# Metric space proof open and closed set

1. Dec 2, 2012

### cummings12332

1. The problem statement, all variables and given/known data
show the set {f: ∫f(t)dt>1(integration from 0 to 1) } is an open set in the metric space ( C[0,1],||.||∞）

and if A is the subset of C[0,1] defined by A={f:0<=f<=1} is closed in the norm ||.||∞ norm.

2. Relevant equations
C[0,1] is f is continuous from 0 to 1.and ||.||∞ is the norm that ||f||∞ =sup | f|

3. The attempt at a solution
first one I set U= {f: ∫f(t)dt>1(integration from 0 to 1) },then fixed f in U s.t.∫f(t)dt>1 and let ∫f(t)dt=r claim B(f,r)is contained in U need to show for f' in B(f,r) then ∫f'(t)dt>1,but f' in B(f,r) means ||f'-f||∞ = sup|f'-f|<r then i dont know how to get ∫f'(t)dt>1??

and hows about the secound part of the question? should i conseder the compementary set???

2. Dec 2, 2012

### gopher_p

This is not true: For $f(x)=\frac{3}{2}, g(x)=\frac{1}{2}$, $\int_0^1f\ dx=\frac{3}{2}, \int_0^1g\ dx=\frac{1}{2}$. So $f\in U, g\not\in U$, $\|f-g\|_{\infty}=1<\frac{3}{2}\Rightarrow g\in B(f, \frac{3}{2})$.

You need to adjust the radius of you ball.
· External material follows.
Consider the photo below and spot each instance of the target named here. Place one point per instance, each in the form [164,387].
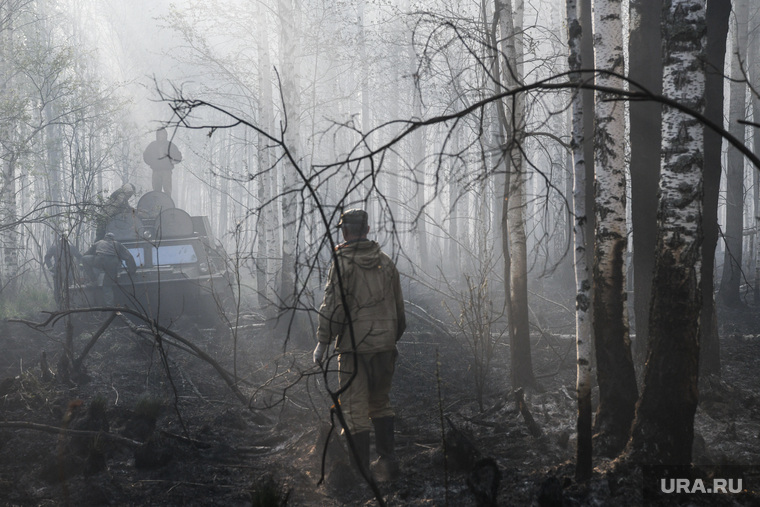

Think about how you would show (in a way similar to the way that you're attempting) that $(1,\infty)$ is open in $\mathbb{R}$.

There is a theorem about integrals of uniformly convergent sequences of functions that might prove useful.

3. Dec 2, 2012

### cummings12332

Many thanks, I have solved the first part out. but for secound part i still dont know how to begin. should i choose a sequence fn in A then check that ||fn-f||<esillope,then what should i do for it????could u give me more details?

4. Dec 3, 2012

5. Dec 3, 2012

### gopher_p

Which definition of "closed" are you attempting to use? State it precisely.